Produrre plastica dai rifiuti organici, l’invenzione a Treviso. Gli scienziati stanno affinando le tecniche per produrre bioplastica dai rifiuti organici e acque reflue. Ma una volta che la buccia di banana decomposta diventa prodotto in commercio, il consumatore è disposto ad acquistarlo?
Se lo sono chiesto i ricercatori del progetto europeo Res-Urbis, dedicato proprio alla trasformazione dei rifiuti in nuovi materiali. Hanno intervistato consumatori statunitensi, spagnoli e polacchi. E’ emersa, più per gli adulti che per i giovani, una disponibilità a pagare un sovrapprezzo per i prodotti ecologici. Tuttavia, difficilmente si comprerebbero occhiali, giocattoli o bottiglie prodotti a partire dall’umido di casa. Su larga scala, il mercato sembra pronto solo per i sacchetti dei rifiuti derivati dai rifiuti stessi. “Così si chiude il cerchio, ma c’è ancora molta strada da fare per una transizione a un’economia circolare – commenta Paolo Pavan, professore di Impianti chimici e responsabile dell’unità dell’Università Ca’ Foscari Venezia nel progetto Res-Urbis – un supporto non indifferente per il successo della tecnologia che proponiamo è dato dai cittadini stessi e dall’approccio virtuoso delle municipalità nella raccolta differenziata dei rifiuti urbani. C’è bisogno di una stretta cooperazione ed interconnessione tra la società, fatta di cittadini, il mondo della ricerca e la realtà industriale”. L’Università Ca’ Foscari Venezia è protagonista in questa sfida grazie al gruppo di ricerca in ingegneria chimica che da anni realizza i propri esperimenti nei laboratori adiacenti al depuratore di Treviso, di cui la ricerca stessa è stata ispiratrice.Nell’ambito di Res-Urbis,il professor Pavan, in collaborazione con colleghi dell’Università di Verona e dell’Università “La Sapienza” di Roma (ateneo leader del progetto, in particolare con il gruppo di ricerca coordinato dai professor Mauro Majone e Francesco Valentino) ha brevettato un processo per sintetizzare dei polimeri poliesteri biodegradabili (poliidrossialcanoati o PHA) dalla frazione organica del rifiuto solido domestico. Il risultato è stato possibile grazie all’impianto su scala pilota sviluppato nei laboratori di Treviso dal team di Ca’ Foscari e Sapienza. Gli studi condotti dal progetto hanno permesso di estrarre oltre 30 chilogrammi di PHA con una purezza del 95%, testati per la produzione di beni di largo consumo.

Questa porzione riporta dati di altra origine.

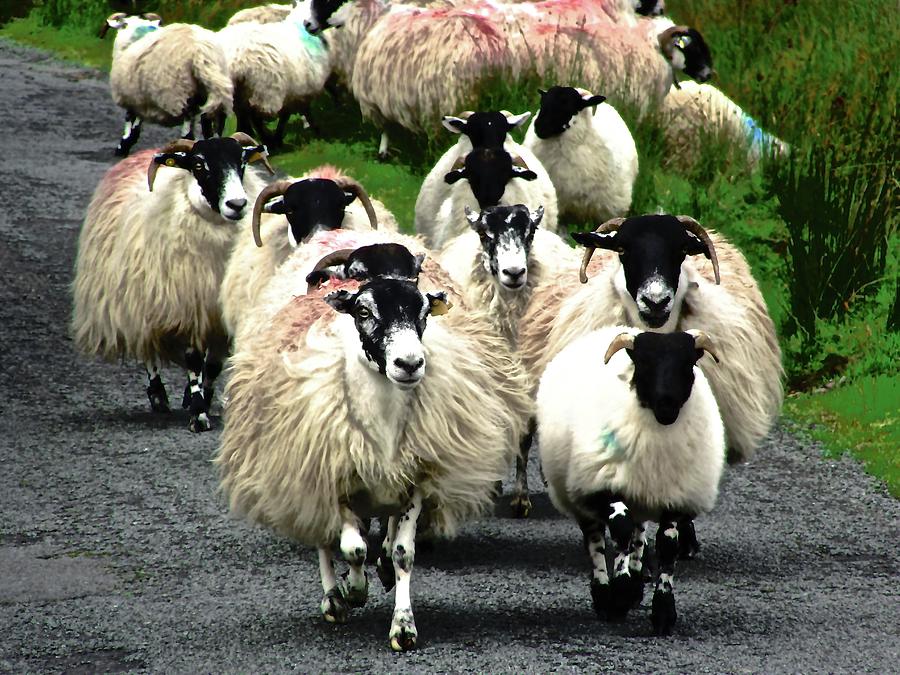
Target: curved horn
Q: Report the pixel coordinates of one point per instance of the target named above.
(246, 140)
(703, 341)
(274, 190)
(609, 226)
(178, 145)
(694, 227)
(621, 341)
(349, 184)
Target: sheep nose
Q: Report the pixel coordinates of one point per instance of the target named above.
(409, 365)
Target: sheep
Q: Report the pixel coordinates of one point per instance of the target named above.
(692, 112)
(167, 75)
(654, 286)
(636, 438)
(324, 199)
(591, 158)
(150, 263)
(277, 69)
(333, 416)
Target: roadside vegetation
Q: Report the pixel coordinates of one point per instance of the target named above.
(819, 228)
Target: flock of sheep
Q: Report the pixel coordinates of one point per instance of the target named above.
(376, 374)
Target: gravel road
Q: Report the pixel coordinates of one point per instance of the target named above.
(117, 554)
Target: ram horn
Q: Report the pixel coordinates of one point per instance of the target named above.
(178, 145)
(694, 227)
(703, 341)
(104, 29)
(621, 341)
(609, 226)
(245, 141)
(349, 184)
(269, 192)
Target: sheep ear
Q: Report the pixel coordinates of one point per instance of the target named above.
(341, 301)
(438, 303)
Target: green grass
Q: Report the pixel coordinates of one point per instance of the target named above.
(820, 231)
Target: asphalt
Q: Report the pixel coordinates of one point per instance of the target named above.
(117, 552)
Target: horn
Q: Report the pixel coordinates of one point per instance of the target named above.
(621, 341)
(246, 140)
(274, 190)
(178, 145)
(609, 226)
(694, 227)
(349, 184)
(105, 27)
(703, 341)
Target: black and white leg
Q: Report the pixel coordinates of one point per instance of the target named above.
(194, 399)
(663, 613)
(403, 633)
(521, 501)
(156, 390)
(354, 548)
(385, 563)
(334, 607)
(130, 134)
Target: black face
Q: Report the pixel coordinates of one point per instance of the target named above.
(217, 165)
(311, 205)
(558, 106)
(488, 170)
(320, 12)
(651, 250)
(664, 372)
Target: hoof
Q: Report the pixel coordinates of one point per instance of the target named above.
(520, 505)
(385, 568)
(199, 423)
(403, 633)
(335, 609)
(663, 615)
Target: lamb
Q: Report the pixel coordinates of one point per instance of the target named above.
(334, 416)
(277, 69)
(591, 158)
(324, 199)
(636, 438)
(150, 263)
(692, 112)
(168, 76)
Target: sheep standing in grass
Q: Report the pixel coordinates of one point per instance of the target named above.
(150, 262)
(358, 403)
(277, 69)
(167, 75)
(591, 158)
(634, 437)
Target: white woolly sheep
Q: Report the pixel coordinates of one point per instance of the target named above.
(635, 438)
(335, 416)
(591, 158)
(167, 75)
(277, 69)
(150, 263)
(323, 199)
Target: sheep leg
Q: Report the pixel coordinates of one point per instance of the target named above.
(403, 633)
(385, 565)
(663, 613)
(334, 606)
(688, 546)
(193, 399)
(521, 501)
(156, 390)
(130, 134)
(354, 549)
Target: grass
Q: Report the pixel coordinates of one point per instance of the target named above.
(820, 231)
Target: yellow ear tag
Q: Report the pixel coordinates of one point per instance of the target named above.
(439, 307)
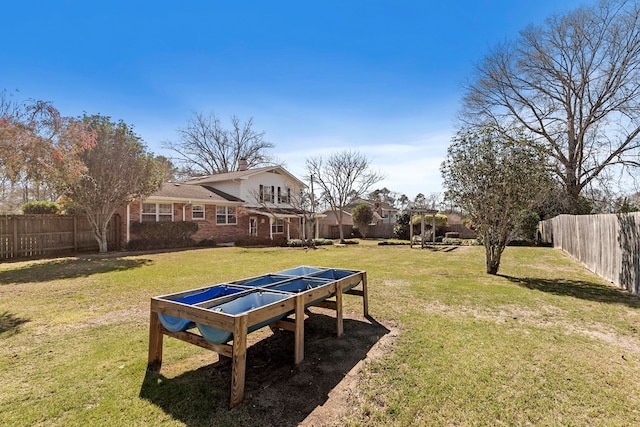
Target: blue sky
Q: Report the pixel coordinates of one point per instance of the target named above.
(381, 77)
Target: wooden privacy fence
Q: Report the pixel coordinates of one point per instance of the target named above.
(23, 236)
(608, 244)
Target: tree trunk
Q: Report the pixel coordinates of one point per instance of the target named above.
(493, 252)
(102, 243)
(573, 198)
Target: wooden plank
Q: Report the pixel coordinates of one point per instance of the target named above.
(239, 360)
(299, 330)
(272, 310)
(154, 361)
(286, 324)
(365, 294)
(327, 304)
(191, 338)
(339, 320)
(196, 314)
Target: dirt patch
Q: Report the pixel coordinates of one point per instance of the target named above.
(320, 391)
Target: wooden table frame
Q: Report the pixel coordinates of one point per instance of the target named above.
(239, 324)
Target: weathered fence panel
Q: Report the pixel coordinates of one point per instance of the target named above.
(609, 245)
(25, 236)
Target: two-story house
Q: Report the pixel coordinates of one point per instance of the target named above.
(259, 202)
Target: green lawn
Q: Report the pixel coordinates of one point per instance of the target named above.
(545, 343)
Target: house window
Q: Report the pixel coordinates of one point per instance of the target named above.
(267, 193)
(197, 212)
(156, 212)
(277, 227)
(284, 196)
(226, 215)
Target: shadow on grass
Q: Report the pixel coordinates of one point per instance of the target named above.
(277, 392)
(440, 248)
(68, 269)
(10, 324)
(579, 289)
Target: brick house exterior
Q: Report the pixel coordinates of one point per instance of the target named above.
(256, 202)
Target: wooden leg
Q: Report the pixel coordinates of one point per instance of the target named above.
(339, 320)
(365, 295)
(239, 360)
(155, 343)
(299, 331)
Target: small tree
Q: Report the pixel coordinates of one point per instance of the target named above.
(344, 176)
(118, 170)
(493, 177)
(362, 216)
(39, 148)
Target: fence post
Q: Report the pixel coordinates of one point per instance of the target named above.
(15, 238)
(75, 233)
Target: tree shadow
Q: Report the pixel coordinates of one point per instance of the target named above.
(629, 240)
(68, 269)
(578, 289)
(10, 324)
(277, 392)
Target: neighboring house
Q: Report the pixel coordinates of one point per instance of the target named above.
(328, 225)
(258, 202)
(384, 215)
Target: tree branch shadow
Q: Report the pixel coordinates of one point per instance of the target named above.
(629, 240)
(10, 324)
(578, 289)
(68, 269)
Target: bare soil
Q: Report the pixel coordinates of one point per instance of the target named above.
(320, 391)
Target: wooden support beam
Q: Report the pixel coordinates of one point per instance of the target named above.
(365, 294)
(155, 343)
(239, 360)
(339, 320)
(299, 330)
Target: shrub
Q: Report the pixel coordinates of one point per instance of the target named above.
(206, 243)
(252, 241)
(452, 241)
(322, 242)
(300, 243)
(350, 242)
(41, 208)
(393, 243)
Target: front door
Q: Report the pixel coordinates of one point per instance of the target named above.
(253, 226)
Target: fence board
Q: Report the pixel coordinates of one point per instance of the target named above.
(609, 245)
(23, 236)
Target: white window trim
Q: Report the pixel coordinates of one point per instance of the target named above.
(157, 211)
(203, 212)
(274, 226)
(227, 215)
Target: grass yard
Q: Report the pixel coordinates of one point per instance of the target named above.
(545, 343)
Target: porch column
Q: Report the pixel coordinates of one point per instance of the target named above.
(433, 227)
(270, 228)
(288, 228)
(128, 222)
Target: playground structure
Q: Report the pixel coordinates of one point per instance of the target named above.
(220, 317)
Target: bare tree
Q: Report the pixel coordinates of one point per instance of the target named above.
(117, 170)
(342, 176)
(207, 147)
(574, 83)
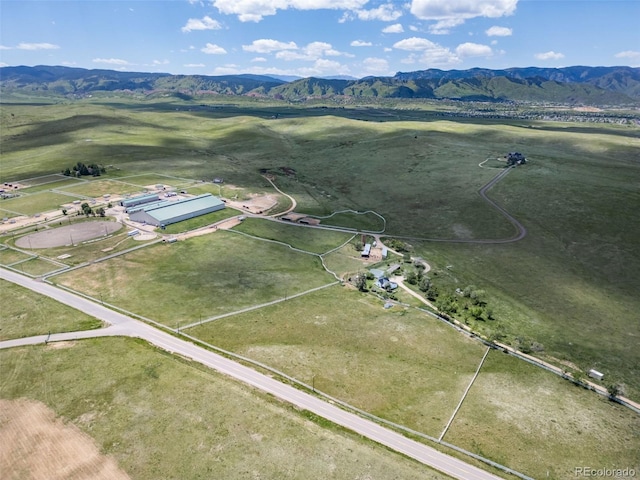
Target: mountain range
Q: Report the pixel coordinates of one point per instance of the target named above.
(578, 85)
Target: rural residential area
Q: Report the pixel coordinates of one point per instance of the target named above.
(303, 274)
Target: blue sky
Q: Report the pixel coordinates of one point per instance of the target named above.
(318, 37)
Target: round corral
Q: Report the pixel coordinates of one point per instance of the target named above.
(68, 234)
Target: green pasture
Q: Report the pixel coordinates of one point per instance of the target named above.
(309, 239)
(97, 188)
(198, 222)
(358, 221)
(59, 184)
(25, 313)
(43, 180)
(397, 363)
(37, 266)
(9, 256)
(204, 276)
(538, 424)
(161, 417)
(153, 179)
(36, 203)
(573, 281)
(84, 252)
(8, 214)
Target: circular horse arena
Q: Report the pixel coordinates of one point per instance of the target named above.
(68, 235)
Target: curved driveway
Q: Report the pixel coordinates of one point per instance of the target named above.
(124, 325)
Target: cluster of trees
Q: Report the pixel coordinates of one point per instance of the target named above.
(80, 169)
(86, 210)
(467, 303)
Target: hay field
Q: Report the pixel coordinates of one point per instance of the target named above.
(210, 275)
(25, 313)
(159, 417)
(537, 423)
(399, 364)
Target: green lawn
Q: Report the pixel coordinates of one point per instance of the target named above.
(161, 417)
(9, 256)
(203, 276)
(37, 266)
(25, 313)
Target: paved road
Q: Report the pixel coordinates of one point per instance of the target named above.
(124, 325)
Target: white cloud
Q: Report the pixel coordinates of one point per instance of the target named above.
(229, 69)
(213, 49)
(37, 46)
(395, 28)
(255, 10)
(319, 49)
(549, 56)
(431, 53)
(111, 61)
(376, 66)
(206, 23)
(499, 32)
(312, 52)
(443, 27)
(473, 50)
(451, 13)
(267, 45)
(385, 13)
(628, 54)
(413, 44)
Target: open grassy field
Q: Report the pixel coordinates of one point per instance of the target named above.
(570, 286)
(36, 203)
(38, 266)
(422, 175)
(25, 313)
(146, 179)
(9, 256)
(304, 238)
(198, 222)
(164, 418)
(399, 364)
(97, 188)
(58, 182)
(205, 276)
(537, 423)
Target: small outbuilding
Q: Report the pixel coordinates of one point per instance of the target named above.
(386, 284)
(515, 158)
(596, 374)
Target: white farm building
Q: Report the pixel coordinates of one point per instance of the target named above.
(166, 213)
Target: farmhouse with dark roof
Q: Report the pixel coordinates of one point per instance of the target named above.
(515, 158)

In particolare, è parsa molto promettente l’applicazione per la produzione di pellicole adesive composite, cioè costituite da poliidrossialcanoati e altri polimeri biodegradabili. I test svolti su vari prodotti realizzati hanno mostrato una buona resistenza dei materiali e una presenza di contaminanti inferiore ai limiti prescritti per i prodotti considerati. In uno scritto di Enrico Costa di ca’Foscarinews si segnala che i risultati del progetto sono un passo avanti verso una “fine dei rifiuti”: scarti organici e acque reflue possono garantire materie prime di valore per produrre materiali a loro volta biodegradabili destinati a rimanere in circolo in un’economia che non spreca nulla. Una bioraffineria dedicata a questa produzione è sostenibile sia per l’ambiente che economicamente, concludono i ricercatori. Il confronto con gli addetti i lavori in 13 paesi europei ha gettato le basi per la futura trasformazione dei risultati del progetto in nuove opportunità di servizi e business legati alla valorizzazione dei rifiuti con la produzione di bioplastiche. (il ricercatore Francesco Valentino della Sapienza nei laboratori pilota di Treviso. Pf di Andrea Avezzu’)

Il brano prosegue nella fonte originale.